One day after the untimely demise of their fry, at it again. Just like freakin clockwork.


----------



## ctmpwrdcamry (May 23, 2005)

Nice picture...hopefully this time you have better luck


----------



## JRJ (Feb 9, 2005)

They must be happy. Good job, Jim.

-Russ


----------



## molurus73 (Apr 15, 2005)

I think I am going to move them into a 20 gallon all by themselves. Cone, sponge filter and away we go. At least until I get my 90 gallon set up.


----------



## Jack W (Apr 8, 2005)

Are you using RO water ?


----------



## molurus73 (Apr 15, 2005)

Nope. Straight tap water.


----------



## MatPat (Mar 22, 2004)

molurus73 said:


> I think I am going to move them into a 20 gallon all by themselves. Cone, sponge filter and away we go. At least until I get my 90 gallon set up.

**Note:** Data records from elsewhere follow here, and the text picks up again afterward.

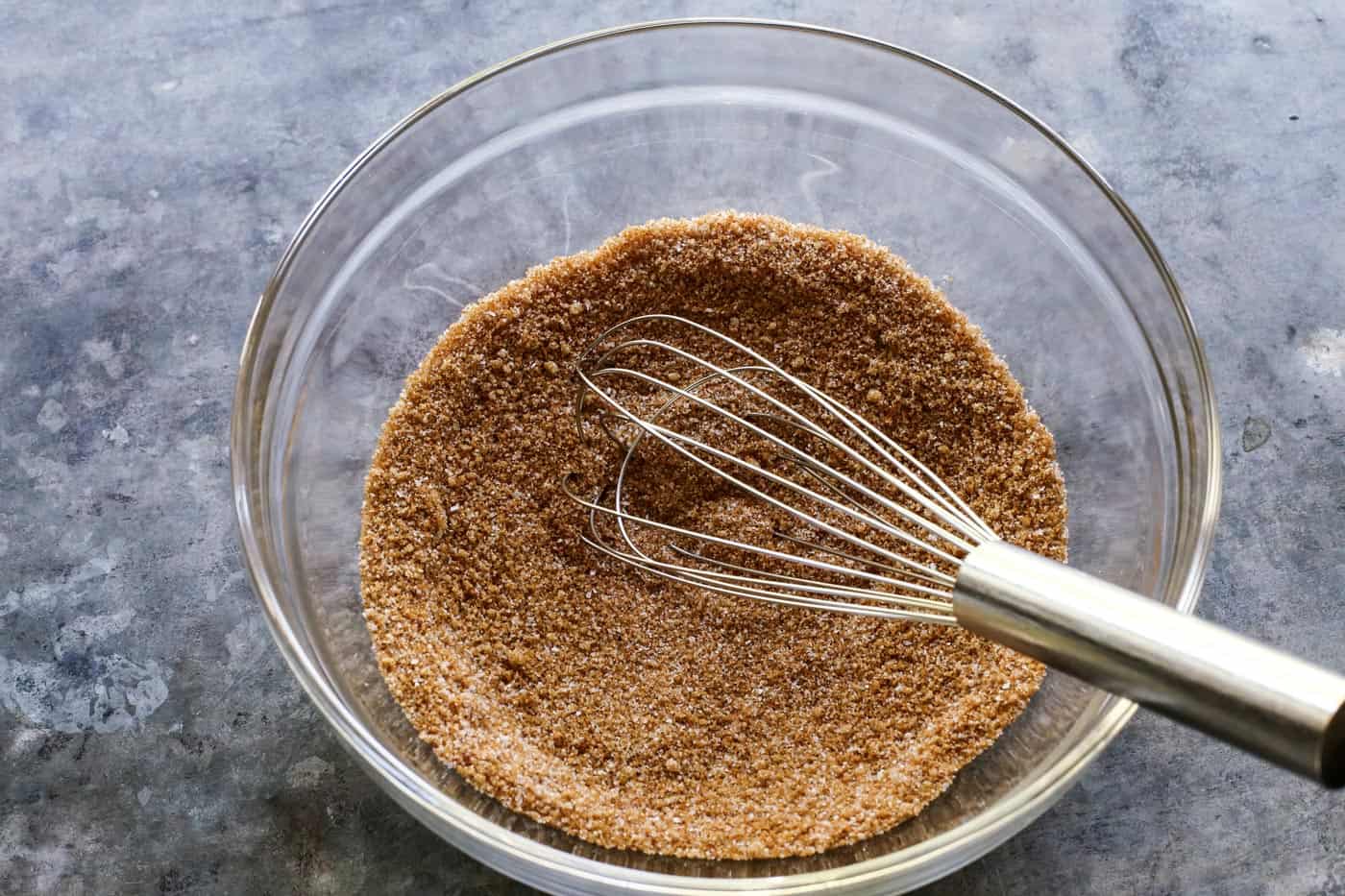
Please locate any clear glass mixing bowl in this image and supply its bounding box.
[232,20,1220,893]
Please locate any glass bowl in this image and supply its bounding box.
[232,20,1220,893]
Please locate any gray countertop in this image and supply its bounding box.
[0,0,1345,895]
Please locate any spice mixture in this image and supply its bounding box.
[360,212,1065,859]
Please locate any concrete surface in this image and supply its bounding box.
[0,0,1345,896]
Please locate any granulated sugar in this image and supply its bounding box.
[360,212,1065,859]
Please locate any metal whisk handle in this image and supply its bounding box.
[954,541,1345,787]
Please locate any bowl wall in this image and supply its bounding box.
[234,21,1218,892]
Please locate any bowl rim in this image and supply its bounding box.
[230,16,1223,895]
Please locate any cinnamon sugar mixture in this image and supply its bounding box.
[360,212,1065,859]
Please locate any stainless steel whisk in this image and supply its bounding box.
[564,315,1345,787]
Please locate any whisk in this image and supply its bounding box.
[564,315,1345,787]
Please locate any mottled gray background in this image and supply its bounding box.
[0,0,1345,895]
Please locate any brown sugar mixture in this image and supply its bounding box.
[360,212,1065,859]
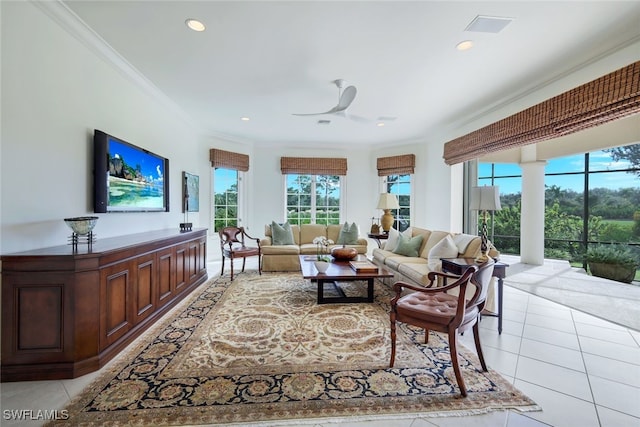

I think you need to do that  I would love to have a few of these guys in my 75g! I am definately partial to blue fish!

I don't think the Powder Blue Gouramis are working out in the 75g upstairs. The males hide most of the time and only come out for food. I think maybe the addition of the Rummy Nose (Thanks Jack) may have been too much for them. I've read that Gouramis need "calmer" tankmates and think maybe the Rummies are just too active for them. The females are out and about but not the males and it's the blue color of the males that I wanted!

Call me "anal" but the Gouramis just don't look right in a tank full of Rummy Nose, Apistogramma, and Otocinclus. Definately get these guys breeding and if Mom and Dad can't handle it, maybe you need to try them on your own! I'd be willing to pre-order half a dozen of them to help with the rearing costs


----------



## J.Sipes (Jul 7, 2004)

MatPat said:


> . Definately get these guys breeding and if Mom and Dad can't handle it, maybe you need to try them on your own! I'd be willing to pre-order half a dozen of them to help with the rearing costs


The only draw back to that is the fry need to parents slime coat for survival or at least I have never heard of artifically rearing the fry 
Congrats on the spawns Jim...Are you feeding live foods? How many spawns have you had? I had a pair spawn 10 times before they ever reared fry...Give-em some time they'll get the hang of it...Also if You check on the gcas forum and Ask discus**** (**** Brietfielder) he can give you some tips,I know **** has been breeding and raising Discuss for years!!


----------